Оставался еще стрелковый тир, с разукрашенным, словно серальчик, альковом под покатой крышей. Но теперь здесь кишели клопы, пахло прокислым пивом и все глядело столь скверным и сальным, что и помыслить невозможно было раздеться или прилечь на диванчик. Все, что Вану довелось здесь увидеть из его новой Ады, это ее слоновой кости бедра и лягвии, и в первый же раз, как он их стиснул, Ада в самый разлив их могучего ликования попросила Вана заглянуть над ее плечом через подоконник, за который она еще продолжала цепляться, раскачиваясь в затухающих отзывных толчках, – он заглянул и увидел, как по тропинке в кустах к ним, прыгая через скакалку, приближается Люсетта.
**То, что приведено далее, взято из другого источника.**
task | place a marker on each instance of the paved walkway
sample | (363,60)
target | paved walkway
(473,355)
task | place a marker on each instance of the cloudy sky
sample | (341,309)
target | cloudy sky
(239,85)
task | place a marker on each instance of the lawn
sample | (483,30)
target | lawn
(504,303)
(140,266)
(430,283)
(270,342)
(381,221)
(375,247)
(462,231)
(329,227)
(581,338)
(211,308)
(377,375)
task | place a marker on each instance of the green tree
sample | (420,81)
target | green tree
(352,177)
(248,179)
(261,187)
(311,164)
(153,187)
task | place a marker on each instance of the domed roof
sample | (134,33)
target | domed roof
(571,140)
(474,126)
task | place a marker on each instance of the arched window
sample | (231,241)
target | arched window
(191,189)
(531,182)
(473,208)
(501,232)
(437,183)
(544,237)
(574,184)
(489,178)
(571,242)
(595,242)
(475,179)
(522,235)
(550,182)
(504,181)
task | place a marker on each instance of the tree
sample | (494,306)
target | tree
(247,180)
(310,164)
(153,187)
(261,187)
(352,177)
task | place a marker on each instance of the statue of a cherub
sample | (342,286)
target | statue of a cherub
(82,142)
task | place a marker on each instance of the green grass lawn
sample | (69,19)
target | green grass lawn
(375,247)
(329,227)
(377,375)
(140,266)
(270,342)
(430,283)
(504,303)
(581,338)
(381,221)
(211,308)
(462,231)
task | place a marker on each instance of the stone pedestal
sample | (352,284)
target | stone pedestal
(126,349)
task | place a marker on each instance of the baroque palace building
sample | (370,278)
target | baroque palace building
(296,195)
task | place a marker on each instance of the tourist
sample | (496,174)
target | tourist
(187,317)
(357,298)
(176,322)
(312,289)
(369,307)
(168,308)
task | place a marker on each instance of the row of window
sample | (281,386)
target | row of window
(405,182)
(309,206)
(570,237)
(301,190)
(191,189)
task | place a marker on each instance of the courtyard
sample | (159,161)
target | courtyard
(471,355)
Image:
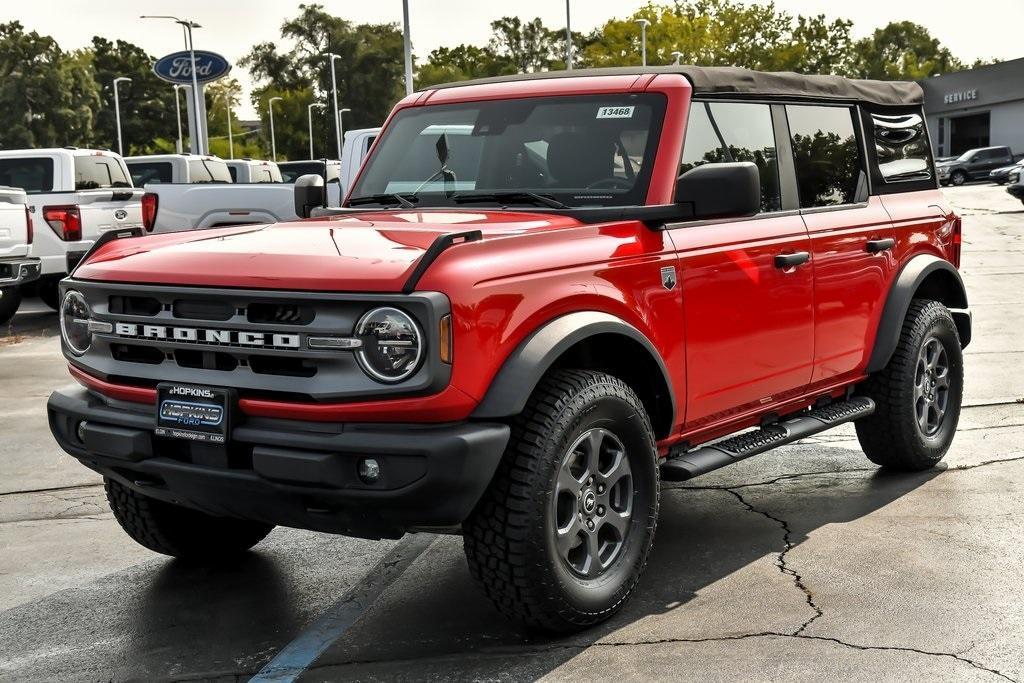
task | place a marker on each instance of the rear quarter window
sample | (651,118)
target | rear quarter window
(901,147)
(31,174)
(99,172)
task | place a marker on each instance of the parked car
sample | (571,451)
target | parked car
(152,169)
(74,196)
(516,334)
(253,170)
(1001,175)
(16,264)
(974,165)
(1016,183)
(183,207)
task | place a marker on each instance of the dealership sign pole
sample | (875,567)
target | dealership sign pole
(193,70)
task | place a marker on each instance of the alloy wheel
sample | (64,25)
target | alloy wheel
(931,386)
(593,503)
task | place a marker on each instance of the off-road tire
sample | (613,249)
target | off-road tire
(180,531)
(509,538)
(48,291)
(891,436)
(10,300)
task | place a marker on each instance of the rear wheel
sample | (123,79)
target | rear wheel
(919,393)
(179,531)
(560,538)
(10,299)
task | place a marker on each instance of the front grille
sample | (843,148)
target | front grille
(252,340)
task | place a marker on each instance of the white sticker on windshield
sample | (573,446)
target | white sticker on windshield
(614,113)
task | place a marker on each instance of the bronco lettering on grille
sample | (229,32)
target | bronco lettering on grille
(204,336)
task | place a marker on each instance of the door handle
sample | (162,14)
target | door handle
(792,260)
(876,246)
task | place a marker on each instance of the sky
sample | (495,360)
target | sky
(979,29)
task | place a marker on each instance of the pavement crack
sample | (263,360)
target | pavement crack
(782,563)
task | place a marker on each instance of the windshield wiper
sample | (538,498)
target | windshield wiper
(517,196)
(382,199)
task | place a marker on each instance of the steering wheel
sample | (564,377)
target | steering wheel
(611,183)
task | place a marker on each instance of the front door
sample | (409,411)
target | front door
(748,284)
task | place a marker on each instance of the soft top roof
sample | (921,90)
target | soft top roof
(738,81)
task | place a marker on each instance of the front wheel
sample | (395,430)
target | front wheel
(918,394)
(179,531)
(561,536)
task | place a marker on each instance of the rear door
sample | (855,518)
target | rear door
(852,239)
(13,224)
(749,315)
(104,195)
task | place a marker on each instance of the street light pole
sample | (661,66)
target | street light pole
(337,113)
(230,138)
(273,143)
(643,40)
(187,26)
(568,38)
(408,47)
(309,115)
(117,110)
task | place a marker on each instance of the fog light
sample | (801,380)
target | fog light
(370,470)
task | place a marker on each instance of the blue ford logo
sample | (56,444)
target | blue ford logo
(176,68)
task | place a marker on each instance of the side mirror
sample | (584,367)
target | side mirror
(308,195)
(721,190)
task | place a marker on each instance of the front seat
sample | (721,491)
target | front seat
(579,159)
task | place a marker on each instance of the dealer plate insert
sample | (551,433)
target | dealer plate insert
(194,413)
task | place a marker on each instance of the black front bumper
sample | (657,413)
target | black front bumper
(18,270)
(287,472)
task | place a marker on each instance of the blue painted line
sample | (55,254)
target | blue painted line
(299,654)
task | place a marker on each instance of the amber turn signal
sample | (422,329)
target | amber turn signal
(445,338)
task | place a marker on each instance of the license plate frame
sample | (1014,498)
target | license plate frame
(195,413)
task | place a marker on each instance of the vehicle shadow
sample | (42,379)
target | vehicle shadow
(705,536)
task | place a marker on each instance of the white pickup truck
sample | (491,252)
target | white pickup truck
(16,264)
(168,208)
(150,169)
(253,170)
(74,197)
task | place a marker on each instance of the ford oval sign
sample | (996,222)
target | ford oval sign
(176,68)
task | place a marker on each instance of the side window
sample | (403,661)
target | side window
(826,155)
(719,132)
(901,147)
(96,171)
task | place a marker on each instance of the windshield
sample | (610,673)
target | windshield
(582,151)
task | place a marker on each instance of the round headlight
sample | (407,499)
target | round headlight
(391,346)
(75,315)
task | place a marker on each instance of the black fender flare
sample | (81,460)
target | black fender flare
(523,369)
(909,280)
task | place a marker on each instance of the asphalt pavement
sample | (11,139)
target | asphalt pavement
(805,563)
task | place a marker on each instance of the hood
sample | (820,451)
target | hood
(375,252)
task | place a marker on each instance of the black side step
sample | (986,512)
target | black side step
(734,449)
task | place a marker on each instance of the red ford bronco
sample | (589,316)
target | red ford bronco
(544,295)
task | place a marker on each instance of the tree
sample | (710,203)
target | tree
(725,33)
(370,76)
(902,50)
(47,96)
(146,103)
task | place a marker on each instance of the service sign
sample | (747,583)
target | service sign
(176,68)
Ее вторжения повторились и в следующие два или три раза. Она ухитрялась подбираться все ближе, то отыскивая в траве лисичку и прикидываясь, будто вот-вот ее съест, сырую, то приседая, чтобы поймать кузнечика, или хотя бы вполне натурально воспроизводя все движения этой досужей, беззаботной ловитвы. Так она добиралась до середины заросшей травой детской площадки перед заказанным ей павильоном и с гримаской мечтательной невинности принималась раскачивать доску старых качелей, высоко подвешенных к длинному суку Плешака, частью безлистого, но еще крепкого старого дуба (который изображен, – что я вспомнила, Ван! – на вековой давности литографии Ардиса, той, что гравировал Петер де Раст: молодым великаном, под сенью которого расположились четыре коровы и парнишка в отрепьях, сползающих с одного плеча). Когда наши влюбленные (тебе по душе притяжательные местоимения, верно, Ван?) снова выглядывали в окошко, Люсетта баюкала приунывшего такса или, задрав головку, разглядывала воображаемого дятла, или без особой спешки влезала, миловидно корячась, на перехваченную серыми петлями доску и принималась качаться – потихонечку, с опаской, как будто впервые, а тупица Так тем временем облаивал запертую дверь павильона. Она набирала скорость столь сноровисто, что Аде и ее кавалеру, пребывавшим в простительном ослеплении от нисходящей на них благодати, ни единого раза не удалось уловить точный миг, в который раскрасневшееся круглое личико с жаркими веснушками всплывало прямо перед ними, уставясь зелеными глазками на изумленный тандем.